CP: Informações divulgadas nas redes sociais dizem que a NSA (Agência de Segurança Nacional norte-americana) foi uma das criadoras do vírus responsável, o senhor confirma?

RW: Não saberia. Hoje em dia é difícil separar o que é boato de notícias verdadeiras. Pelo que vi de comunicados da Microsoft, não posso dizer que foi a NSA que criou o vírus, mas tudo indica que ela sabia que existia a vulnerabilidade. Em vez de contar para a empresa para o problema ser resolvido, a NSA ficou com o segredo para si. Obviamente que se alguém descobre que a janela da tua casa está aberta e não te avisa, essa pessoa quer usar a janela no futuro.

Então, não sei se eles queria desenvolver exatamente um vírus. Não sei se eles queriam guardar o segredo para poder invadir outros computadores através da vulnerabilidade. Mas a Microsoft não ficou nada contente. Ela reconheceu que não faz software perfeitos, mas, quando se descobre, todo mundo conta para o fabricante para ele consertar. No caso, aparentemente, a NSA descobriu e não contou. Deu no que deu.

Se a NSA tinha feito um protótipo de vírus e que foi usado para o ataque ou se ela escondeu e não contou, não tenho dados suficiente para dizer. Acredito que ela sabia da vulnerabilidade e não contou. Daí se levanta a neurose, o que mais ela sabe e não contou. Neste caso, todo mundo fica preocupado.



CP: O senhor acredita de guerra cibernética possa ocorrer no futuro?

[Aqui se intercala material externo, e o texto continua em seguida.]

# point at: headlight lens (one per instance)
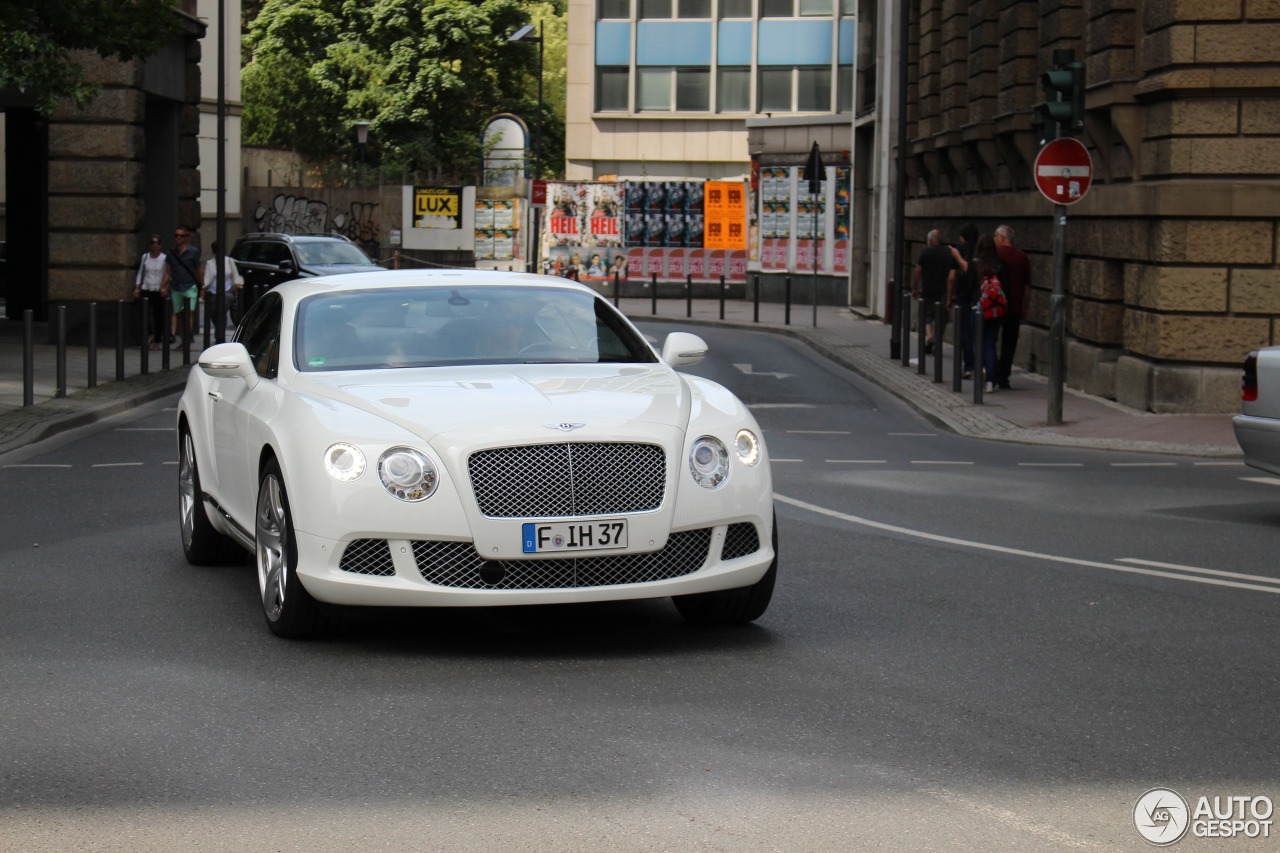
(407, 474)
(344, 463)
(708, 463)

RW: Tem aquela história (ficcional) da China atacando os Estados Unidos e etc. O que eu conheço é o único vírus que foi feito explicitamente para isso, o Stuxnet. Que foi feito, de novo, ninguém assume a criação, mas supostamente criado pelos Estados Unidos e por Israel para atacar os computadores das centrais nucleares do Irã. Quando o vírus foi analisado, descobriu que ele foi com o propósito explícito de prejudicar a fabricação do urânio. Isso é para a guerra.

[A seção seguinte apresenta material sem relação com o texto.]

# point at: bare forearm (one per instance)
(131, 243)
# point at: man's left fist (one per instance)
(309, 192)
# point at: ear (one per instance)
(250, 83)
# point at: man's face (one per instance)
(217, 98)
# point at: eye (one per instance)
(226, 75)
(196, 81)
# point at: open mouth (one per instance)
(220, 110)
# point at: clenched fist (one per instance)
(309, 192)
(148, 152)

Agora, se realmente vai ter a guerra de parar a Internet de um país ou roubar dados de pessoas comuns, espero que não chegue. Se ficar em ataques a instituições militares é uma coisa. Agora, prejudicar aviação civil fazendo aviões cair porque um computador não funciona, daí o problema fica bem sério.

Como disse, vamos precisar de uma nova postura de segurança. Os nossos computadores e programas, em uma analogia, seriam um monte de casas de madeiras e um pequeno fósforo pode acabar com tudo.

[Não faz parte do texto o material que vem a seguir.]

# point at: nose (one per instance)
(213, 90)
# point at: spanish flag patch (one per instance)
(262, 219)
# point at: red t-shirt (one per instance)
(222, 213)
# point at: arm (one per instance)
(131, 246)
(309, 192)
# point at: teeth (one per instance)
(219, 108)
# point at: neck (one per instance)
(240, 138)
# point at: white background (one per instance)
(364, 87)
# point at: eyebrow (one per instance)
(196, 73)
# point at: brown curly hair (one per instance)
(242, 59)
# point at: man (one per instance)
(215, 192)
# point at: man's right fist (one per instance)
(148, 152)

CP: Então, o culpado sempre é o ser humano e não o computador ou o meio?

RW: Como com qualquer tecnologia. Todas tecnologias são neutras. Televisões, telefone, carros e até armas, neste caso, é o uso que fazemos deles é que acabam prejudicando. Infelizmente a Internet, que prometia ser uma era da civilização, de comunicação, sempre conseguimos usar de forma errada.